There is a quiet steel in that approach. No grand proclamations. No indulgence in hypothetical scenarios. Just preparation, performance, repeat.
Somewhere between laboratory reports and lineout calls, between thesis drafts and defensive drills, Walsh is navigating the most demanding months of his young life to date. Captaincy. Final exams. A title race. The weight is real, but so too is the opportunity.
Last season ended in a nervy play-off, a penalty that kept them afloat in Division 1B. This season could end with a trophy and a return to the Energia All-Ireland League’s top flight. Four games. Eighty minutes at a time.
The mouth-watering final stretch begins with UCC at home on Saturday afternoon, another University heavyweight, another side with ambition and pride.

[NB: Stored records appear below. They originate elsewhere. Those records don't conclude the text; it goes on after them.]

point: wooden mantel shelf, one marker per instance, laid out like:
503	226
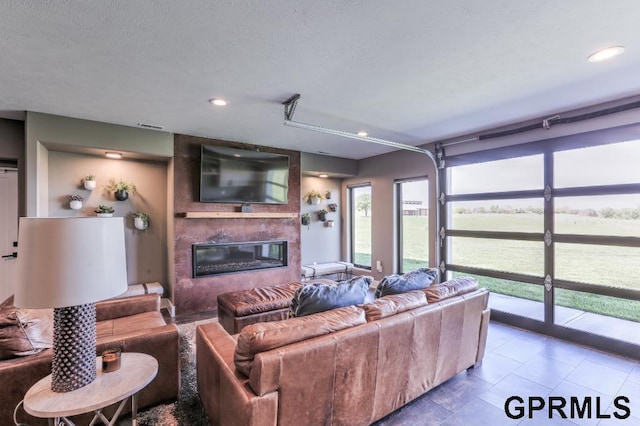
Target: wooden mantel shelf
238	215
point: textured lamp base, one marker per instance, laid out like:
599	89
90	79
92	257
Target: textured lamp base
74	347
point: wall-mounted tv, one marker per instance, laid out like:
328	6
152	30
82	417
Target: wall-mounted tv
232	175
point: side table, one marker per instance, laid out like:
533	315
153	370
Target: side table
136	371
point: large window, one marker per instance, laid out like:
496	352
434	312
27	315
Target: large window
413	224
553	230
360	203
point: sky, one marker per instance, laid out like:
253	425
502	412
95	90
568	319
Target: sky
601	165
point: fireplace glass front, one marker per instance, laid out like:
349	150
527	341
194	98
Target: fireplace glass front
224	258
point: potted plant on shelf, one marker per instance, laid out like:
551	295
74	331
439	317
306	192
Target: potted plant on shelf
322	215
120	188
75	202
89	182
306	219
314	197
104	211
141	220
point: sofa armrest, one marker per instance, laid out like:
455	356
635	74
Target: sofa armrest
225	394
116	308
17	375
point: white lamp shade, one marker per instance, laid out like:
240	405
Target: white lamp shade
69	261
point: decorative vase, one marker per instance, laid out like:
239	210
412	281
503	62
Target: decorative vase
140	223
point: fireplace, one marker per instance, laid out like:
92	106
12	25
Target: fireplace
226	258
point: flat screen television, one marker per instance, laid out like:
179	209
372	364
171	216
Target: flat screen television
232	175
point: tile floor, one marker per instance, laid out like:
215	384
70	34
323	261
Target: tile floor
522	363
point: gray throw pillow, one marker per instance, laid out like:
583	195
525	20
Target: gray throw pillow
311	298
24	331
414	280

Walsh’s focus does not waver.
“We’ve got our own goals for each block, we’ll take UCC this weekend, go out and do whatever we can against them. Then we’ll kind of focus on the last three games. And it’s the same as every kind of game.
“Those last three games, they’re going to be just as hard as any other one we’ve played this year because those teams have their own things to be fighting for.
“If we don’t get our stuff right, and we worry about them too much, then things can go either way. So there’s no point in looking at the other teams. It is about looking at what’s in front of us next, and what can we do to get ourselves ready for that one,” he added.